Kaja Załęczna: Musiałyśmy poczuć boisko, piłkę i siebie nawzajem

Po przerwie, szczypiornistki KGHM Metraco Zagłębia pokazały wysoką formę, wygrywając wysoko w Tczewie. Kaja Załęczna ma świadomość, że nie oznacza to że w kolejnych meczach będzie łatwo.

Po pierwszej rundzie, lubinianki zajmowały czwarte miejsce w lidze. Sumiennie przygotowały się do noworocznych starć. Na początek zmierzyły się w Tczewie z Aussie Samborem. - Przepracowałyśmy ciężko okres przygotowawczy. Nie grałyśmy wielu sparingów i pierwsza połowa była dla nas przetarciem. Musiałyśmy poczuć boisko, piłkę i siebie nawzajem. W tej części spotkania przeciwnik się postawił, dobrze grał na zwodzie i dochodził do sytuacji rzutowych. Po zmianie stron udało nam się wykorzystać przewagę. Wypracowałyśmy kilka kontr i udało się dowieźć zwycięstwo do końca. Poprawiona obrona i skuteczność zadecydowały - powiedziała Kaja Załęczna.
[ad=rectangle]

Pierwsza połowa nie zwiastowała tak wysokiego zwycięstwa podopiecznych Bożeny Karkut. - Zdarzają się takie mecze, co wiemy z doświadczenia. Mnie cieszy to, że zamknęłyśmy w drugiej połowie dostęp do naszej bramki i skutecznie wykorzystałyśmy to, co mamy w ataku. Wygrałyśmy wysoko, ale za jakiś czas nikt nie bedzie pamiętał iloma wygrałyśmy bramkami. Są dwa punkty i staramy się wygrać każdy mecz, by tych punktów przed play-offami było jak najwięcej - dodała skrzydłowa KGHM Metraco Zagłębia Lubin.

Z czego wynikała taka różnica w grze obu zespołów w dwóch połowach? - Przeciwnik podupadał na zdrowiu. Po naszych łatwych bramkach, opadły im skrzydła. Nie miały recepty w ataku.

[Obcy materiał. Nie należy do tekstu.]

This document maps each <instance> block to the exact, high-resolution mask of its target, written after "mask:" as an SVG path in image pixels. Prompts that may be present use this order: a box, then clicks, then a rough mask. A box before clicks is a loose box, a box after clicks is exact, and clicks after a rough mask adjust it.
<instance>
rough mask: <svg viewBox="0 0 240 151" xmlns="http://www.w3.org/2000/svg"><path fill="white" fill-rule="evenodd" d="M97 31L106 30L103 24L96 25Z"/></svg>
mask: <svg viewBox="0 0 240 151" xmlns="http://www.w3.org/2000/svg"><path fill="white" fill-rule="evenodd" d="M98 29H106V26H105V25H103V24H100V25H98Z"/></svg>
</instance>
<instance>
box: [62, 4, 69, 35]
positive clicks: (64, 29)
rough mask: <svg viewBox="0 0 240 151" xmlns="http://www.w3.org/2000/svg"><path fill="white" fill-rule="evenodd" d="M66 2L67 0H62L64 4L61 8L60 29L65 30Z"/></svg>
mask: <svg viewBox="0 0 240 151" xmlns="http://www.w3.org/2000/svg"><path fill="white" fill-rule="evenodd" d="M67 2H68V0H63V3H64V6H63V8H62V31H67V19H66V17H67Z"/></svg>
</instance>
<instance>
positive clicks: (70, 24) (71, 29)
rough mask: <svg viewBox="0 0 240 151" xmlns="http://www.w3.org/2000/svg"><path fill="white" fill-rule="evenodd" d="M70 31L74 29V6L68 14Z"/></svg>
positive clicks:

My dobrze broniłyśmy i ta niemoc przełożyła się na wynik - zauważyła Załęczna. - W każdym meczu będziemy wychodziły na parkiet w pełni skupione. Wszystkie spotkania są inne i nie możemy patrzeć tak, że teraz wygrałyśmy wysoko i za tydzień też tak będzie. Czeka nas mecz ze szczeciniankami i będziemy się przygotowywać konkretnie na tego przeciwnika - zakończyła.